Five steps to a live runway model

  1. 1

    Calculate net burn

    Net burn equals total cash outflows minus total cash inflows over a representative recent period, not a single unusual month.

  2. 2

    Establish the baseline runway

    Divide current cash balance by net burn to get a starting-point number, then treat it as a baseline, not a forecast.

  3. 3

    Layer in known changes

    Add planned hires, committed spend increases, and expected revenue changes to project burn forward month by month.

  4. 4

    Model at least two scenarios

    Run the projection under a base case and a slower-revenue downside so runway is a range, not a point estimate.

  5. 5

    Refresh monthly against actuals

    Compare projected burn to actual burn every month and adjust the model - runway is only useful if it stays current.

How Fintra models runway for you

StepWhat Fintra does
Net burnCash-flow projection calculates net burn from real ledger cash in and cash out.
Baseline runwayRunway is computed live from current cash balance and trailing net burn.
Layer changesHeadcount planning and driver-based budgets feed planned hires and spend directly into the projection.
Scenario runwayScenario planning runs runway under base and downside cases side by side.
Refresh monthlyBudget-vs-actuals flags when real burn diverges from the modeled projection.
Framework step to Fintra module

Cash runway

Runway (months) = Cash Balance / Net Monthly Burn

Net monthly burn is total cash outflows minus total cash inflows for a representative period - using gross burn instead overstates how fast cash is actually depleting.

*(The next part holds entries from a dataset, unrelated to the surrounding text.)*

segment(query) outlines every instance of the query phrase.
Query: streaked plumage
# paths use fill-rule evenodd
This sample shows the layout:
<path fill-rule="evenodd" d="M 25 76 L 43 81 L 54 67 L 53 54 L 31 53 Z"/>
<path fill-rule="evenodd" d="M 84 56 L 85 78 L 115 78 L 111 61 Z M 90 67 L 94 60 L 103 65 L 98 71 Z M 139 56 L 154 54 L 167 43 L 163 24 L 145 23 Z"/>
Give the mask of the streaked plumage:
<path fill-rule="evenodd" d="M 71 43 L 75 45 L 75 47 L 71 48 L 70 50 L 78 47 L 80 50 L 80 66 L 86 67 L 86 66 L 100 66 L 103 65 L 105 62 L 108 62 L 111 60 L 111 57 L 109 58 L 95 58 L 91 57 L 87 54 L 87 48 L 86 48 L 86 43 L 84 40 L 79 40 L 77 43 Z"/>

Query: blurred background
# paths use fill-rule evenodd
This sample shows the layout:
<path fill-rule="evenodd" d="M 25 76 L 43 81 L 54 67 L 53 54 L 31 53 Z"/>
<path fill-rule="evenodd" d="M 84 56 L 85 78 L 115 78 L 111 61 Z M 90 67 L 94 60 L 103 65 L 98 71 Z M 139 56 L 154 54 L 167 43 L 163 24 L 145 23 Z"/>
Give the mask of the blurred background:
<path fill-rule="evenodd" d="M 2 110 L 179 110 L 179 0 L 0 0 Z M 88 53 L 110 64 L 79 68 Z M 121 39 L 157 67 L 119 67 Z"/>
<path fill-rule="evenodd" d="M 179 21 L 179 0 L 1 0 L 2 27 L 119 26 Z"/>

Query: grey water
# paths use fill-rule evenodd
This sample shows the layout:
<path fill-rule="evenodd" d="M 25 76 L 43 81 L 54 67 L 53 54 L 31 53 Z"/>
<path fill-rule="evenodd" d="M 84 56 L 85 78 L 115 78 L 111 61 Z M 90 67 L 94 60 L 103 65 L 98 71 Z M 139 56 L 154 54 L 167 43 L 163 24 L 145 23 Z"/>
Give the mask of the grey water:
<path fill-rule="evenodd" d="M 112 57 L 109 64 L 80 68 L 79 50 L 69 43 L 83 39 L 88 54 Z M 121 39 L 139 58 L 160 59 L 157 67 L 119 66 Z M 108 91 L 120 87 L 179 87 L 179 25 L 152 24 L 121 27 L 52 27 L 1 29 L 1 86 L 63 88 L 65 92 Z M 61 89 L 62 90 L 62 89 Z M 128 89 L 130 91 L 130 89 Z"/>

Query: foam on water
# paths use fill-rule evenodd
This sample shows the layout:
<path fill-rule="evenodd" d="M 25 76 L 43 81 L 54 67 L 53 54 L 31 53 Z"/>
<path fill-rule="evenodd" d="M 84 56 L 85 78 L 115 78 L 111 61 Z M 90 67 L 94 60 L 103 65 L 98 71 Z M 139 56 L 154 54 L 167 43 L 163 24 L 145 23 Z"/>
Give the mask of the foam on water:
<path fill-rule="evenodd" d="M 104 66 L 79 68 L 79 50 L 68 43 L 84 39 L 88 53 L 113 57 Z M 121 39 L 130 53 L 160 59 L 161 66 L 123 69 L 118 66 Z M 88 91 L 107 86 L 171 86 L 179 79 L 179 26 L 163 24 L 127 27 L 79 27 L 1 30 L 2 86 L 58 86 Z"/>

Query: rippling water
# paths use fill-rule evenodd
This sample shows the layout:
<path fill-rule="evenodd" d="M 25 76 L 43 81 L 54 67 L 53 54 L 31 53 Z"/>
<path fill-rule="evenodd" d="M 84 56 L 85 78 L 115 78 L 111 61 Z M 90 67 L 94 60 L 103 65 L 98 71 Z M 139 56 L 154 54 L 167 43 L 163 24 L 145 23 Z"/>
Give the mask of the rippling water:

Your runway modeling checklist

Set these up before your next board update

  • Calculate net burn from a representative recent period, not a single month.
  • Recompute baseline runway from the current cash balance monthly.
  • Add every committed hire and spend increase to the projection.
  • Build at least a base and downside runway scenario.
  • Flag the runway date that would force a hiring freeze or spend cut.
  • Compare projected to actual burn monthly and adjust the model.
  • Separate the runway question from the fundraise-timing question explicitly.

Frequently asked questions

What is the correct formula for cash runway?

Runway in months equals current cash balance divided by net monthly burn, where net burn is total cash outflows minus total cash inflows. Using gross burn - ignoring incoming revenue - understates runway for any business with real income, so net burn is the number that matters for planning.

How often should I recalculate runway?

Monthly at minimum, and immediately after any material decision - a new hire, a large one-time expense, a customer win or loss. Runway calculated once and left unchanged ages quickly, because burn itself changes with headcount and revenue, not on a fixed schedule.

Should runway be one number or a range?

A range is more useful for decisions. A single baseline runway number is a reasonable headline, but modeling it under at least a base and a slower-revenue downside scenario shows how much cushion actually exists if things go worse than expected - which is the scenario that matters for hiring and spend decisions.

Does cash runway tell me when to raise money?

It is an input, not the answer. Most experienced operators start a fundraise process well before runway runs critically low - often when 6-9 months remain - because raising takes time and negotiating from a position of adequate cash produces better terms than negotiating from urgency.